RDC : quatre jours pour raviver la mémoire des bâtisseurs de la Nation

Les héros nationaux, Emery Patrice Lumumba (à gauche) et Laurent Désiré Kabila (à droite)

La République démocratique du Congo s’accordera une pause mémorielle exceptionnelle à la mi-janvier. Du vendredi 16 au mardi 19 janvier 2026, l’ensemble du pays observera des jours fériés légaux consacrés à la commémoration des héros nationaux, selon un communiqué du ministère de l’Emploi et du Travail rendu public le lundi 12 janvier 2026.

Cette extension du calendrier commémoratif n’est pas fortuite.
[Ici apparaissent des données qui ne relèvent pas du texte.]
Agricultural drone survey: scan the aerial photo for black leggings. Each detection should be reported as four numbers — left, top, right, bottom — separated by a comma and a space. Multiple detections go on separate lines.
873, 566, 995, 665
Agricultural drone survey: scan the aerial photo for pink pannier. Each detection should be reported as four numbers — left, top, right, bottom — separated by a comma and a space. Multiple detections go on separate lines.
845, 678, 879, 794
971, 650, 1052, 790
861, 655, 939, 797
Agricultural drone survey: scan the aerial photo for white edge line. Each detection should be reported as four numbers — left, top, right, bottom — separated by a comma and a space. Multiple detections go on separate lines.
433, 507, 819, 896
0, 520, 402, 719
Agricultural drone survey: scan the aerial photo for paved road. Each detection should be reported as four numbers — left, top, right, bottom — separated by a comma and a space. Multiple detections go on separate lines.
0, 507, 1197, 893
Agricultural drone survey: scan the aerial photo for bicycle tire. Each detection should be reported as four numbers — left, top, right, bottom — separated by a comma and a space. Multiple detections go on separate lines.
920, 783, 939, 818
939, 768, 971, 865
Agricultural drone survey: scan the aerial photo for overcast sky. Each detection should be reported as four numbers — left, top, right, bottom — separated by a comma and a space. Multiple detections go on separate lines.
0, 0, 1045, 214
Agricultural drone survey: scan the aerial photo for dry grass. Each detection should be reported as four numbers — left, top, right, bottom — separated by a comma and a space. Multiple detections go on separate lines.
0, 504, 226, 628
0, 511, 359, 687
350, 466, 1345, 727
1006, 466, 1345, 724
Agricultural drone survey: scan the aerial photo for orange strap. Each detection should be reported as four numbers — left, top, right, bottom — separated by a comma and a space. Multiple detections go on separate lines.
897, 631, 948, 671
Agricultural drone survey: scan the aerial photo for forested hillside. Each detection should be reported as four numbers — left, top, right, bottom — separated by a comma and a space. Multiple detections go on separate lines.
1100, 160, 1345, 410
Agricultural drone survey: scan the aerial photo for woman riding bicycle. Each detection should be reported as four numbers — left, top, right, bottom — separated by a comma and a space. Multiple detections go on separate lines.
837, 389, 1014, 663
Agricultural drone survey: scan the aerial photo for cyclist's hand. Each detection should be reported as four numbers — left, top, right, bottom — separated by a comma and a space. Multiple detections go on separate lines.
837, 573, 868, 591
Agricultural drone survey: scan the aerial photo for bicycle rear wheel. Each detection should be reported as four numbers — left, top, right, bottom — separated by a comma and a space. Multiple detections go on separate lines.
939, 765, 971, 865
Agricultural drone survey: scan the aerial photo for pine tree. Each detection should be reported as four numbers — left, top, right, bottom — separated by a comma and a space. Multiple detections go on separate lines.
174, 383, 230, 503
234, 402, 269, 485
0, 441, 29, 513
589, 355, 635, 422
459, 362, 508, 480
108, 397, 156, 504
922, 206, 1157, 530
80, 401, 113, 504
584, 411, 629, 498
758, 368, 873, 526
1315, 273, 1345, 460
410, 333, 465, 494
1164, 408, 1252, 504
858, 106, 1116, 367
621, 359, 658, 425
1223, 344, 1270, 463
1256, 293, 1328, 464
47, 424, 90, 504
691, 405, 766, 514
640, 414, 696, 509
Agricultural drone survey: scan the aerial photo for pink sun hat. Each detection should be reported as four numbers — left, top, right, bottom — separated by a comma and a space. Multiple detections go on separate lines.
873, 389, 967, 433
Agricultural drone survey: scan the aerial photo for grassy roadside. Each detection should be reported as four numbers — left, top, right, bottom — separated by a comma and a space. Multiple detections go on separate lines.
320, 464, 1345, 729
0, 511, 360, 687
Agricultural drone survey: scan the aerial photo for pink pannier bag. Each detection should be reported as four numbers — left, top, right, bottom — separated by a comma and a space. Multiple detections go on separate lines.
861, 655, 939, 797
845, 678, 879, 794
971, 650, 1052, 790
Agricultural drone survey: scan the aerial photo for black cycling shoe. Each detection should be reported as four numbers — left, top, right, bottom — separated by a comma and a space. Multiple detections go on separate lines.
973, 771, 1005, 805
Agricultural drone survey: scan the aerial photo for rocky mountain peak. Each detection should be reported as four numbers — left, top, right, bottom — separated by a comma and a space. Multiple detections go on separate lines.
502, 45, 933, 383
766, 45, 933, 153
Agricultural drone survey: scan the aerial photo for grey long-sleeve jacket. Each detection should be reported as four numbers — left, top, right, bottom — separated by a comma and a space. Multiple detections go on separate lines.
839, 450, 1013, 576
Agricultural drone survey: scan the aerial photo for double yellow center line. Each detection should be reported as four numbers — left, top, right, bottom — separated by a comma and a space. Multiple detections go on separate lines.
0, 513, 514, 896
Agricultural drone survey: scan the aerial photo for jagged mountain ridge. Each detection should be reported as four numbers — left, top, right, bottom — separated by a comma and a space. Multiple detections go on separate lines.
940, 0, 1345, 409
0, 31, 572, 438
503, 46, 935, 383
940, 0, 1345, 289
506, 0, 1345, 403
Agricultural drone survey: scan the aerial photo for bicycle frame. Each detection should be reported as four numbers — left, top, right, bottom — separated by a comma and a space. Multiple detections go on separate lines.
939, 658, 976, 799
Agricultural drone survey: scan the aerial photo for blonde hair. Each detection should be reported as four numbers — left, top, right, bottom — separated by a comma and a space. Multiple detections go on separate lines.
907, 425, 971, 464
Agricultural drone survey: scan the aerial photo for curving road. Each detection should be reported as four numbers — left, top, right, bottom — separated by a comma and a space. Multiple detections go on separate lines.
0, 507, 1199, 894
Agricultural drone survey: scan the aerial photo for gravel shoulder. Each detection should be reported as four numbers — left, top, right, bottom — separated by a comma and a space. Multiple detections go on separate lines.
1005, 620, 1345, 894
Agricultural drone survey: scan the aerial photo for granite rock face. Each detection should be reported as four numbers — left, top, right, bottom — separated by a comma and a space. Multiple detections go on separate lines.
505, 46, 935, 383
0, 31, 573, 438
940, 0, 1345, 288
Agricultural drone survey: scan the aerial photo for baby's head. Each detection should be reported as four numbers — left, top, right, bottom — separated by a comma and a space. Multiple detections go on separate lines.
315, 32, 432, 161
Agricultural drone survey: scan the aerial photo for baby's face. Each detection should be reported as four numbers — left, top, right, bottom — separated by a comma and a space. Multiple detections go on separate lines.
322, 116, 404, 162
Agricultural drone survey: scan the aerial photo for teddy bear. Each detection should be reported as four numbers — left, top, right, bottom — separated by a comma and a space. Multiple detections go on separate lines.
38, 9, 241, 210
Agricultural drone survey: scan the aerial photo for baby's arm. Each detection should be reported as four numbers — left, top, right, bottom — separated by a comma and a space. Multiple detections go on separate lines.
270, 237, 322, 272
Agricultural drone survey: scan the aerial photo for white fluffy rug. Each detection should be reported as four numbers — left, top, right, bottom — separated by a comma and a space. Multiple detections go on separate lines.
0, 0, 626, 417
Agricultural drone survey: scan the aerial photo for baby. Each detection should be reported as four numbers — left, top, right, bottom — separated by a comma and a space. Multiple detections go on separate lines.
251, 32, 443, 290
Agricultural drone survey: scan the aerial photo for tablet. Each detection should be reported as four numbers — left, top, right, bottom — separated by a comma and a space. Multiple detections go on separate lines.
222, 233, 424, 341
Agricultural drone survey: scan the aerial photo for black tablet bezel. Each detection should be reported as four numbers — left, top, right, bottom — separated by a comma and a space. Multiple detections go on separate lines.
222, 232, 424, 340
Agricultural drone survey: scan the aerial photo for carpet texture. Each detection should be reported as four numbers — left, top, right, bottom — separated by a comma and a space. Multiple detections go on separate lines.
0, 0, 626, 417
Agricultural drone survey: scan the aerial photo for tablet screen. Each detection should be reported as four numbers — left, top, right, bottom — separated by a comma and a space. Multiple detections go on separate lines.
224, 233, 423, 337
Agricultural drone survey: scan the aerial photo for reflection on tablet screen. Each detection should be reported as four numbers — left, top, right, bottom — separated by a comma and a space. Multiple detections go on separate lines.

Les dates historiques des 16 et 17 janvier, tombant cette année un samedi et un dimanche, ont conduit les autorités à reporter les cérémonies officielles aux journées ouvrables suivantes, afin d’en garantir la portée institutionnelle et populaire.

Le 17 janvier 1961, Patrice Emery Lumumba, premier chef du gouvernement congolais issu de l’indépendance, était assassiné, scellant à jamais son statut de figure révolutionnaire et de symbole panafricain. Le 16 janvier 2001, Laurent-Désiré Kabila tombait à son tour, laissant une empreinte durable dans l’histoire politique contemporaine du pays.

Ces deux journées dépassent largement le cadre du simple souvenir. Elles incarnent des repères historiques majeurs, autour desquels s’articulent les notions de souveraineté, de résistance et de quête d’un État réellement indépendant.

Plus de six décennies après sa disparition, Patrice Lumumba continue d’habiter l’imaginaire collectif congolais et africain. Son combat contre l’ingérence étrangère et pour l’autodétermination demeure une référence constante dans les débats sur l’avenir du continent.

Récemment, cette mémoire s’est invitée sur une scène inattendue : le sport. Lors de la CAN Maroc 2025, la présence remarquée de Michel Kuka Mboladinga, alias Lumumba Vea, dans les tribunes des matchs des Léopards, a redonné une visibilité mondiale à l’icône lumumbiste. Par son silence, sa posture figée et son bras levé, il a transformé chaque rencontre en un instant de recueillement symbolique, rappelant les idéaux inachevés d’un Congo libre et affranchi.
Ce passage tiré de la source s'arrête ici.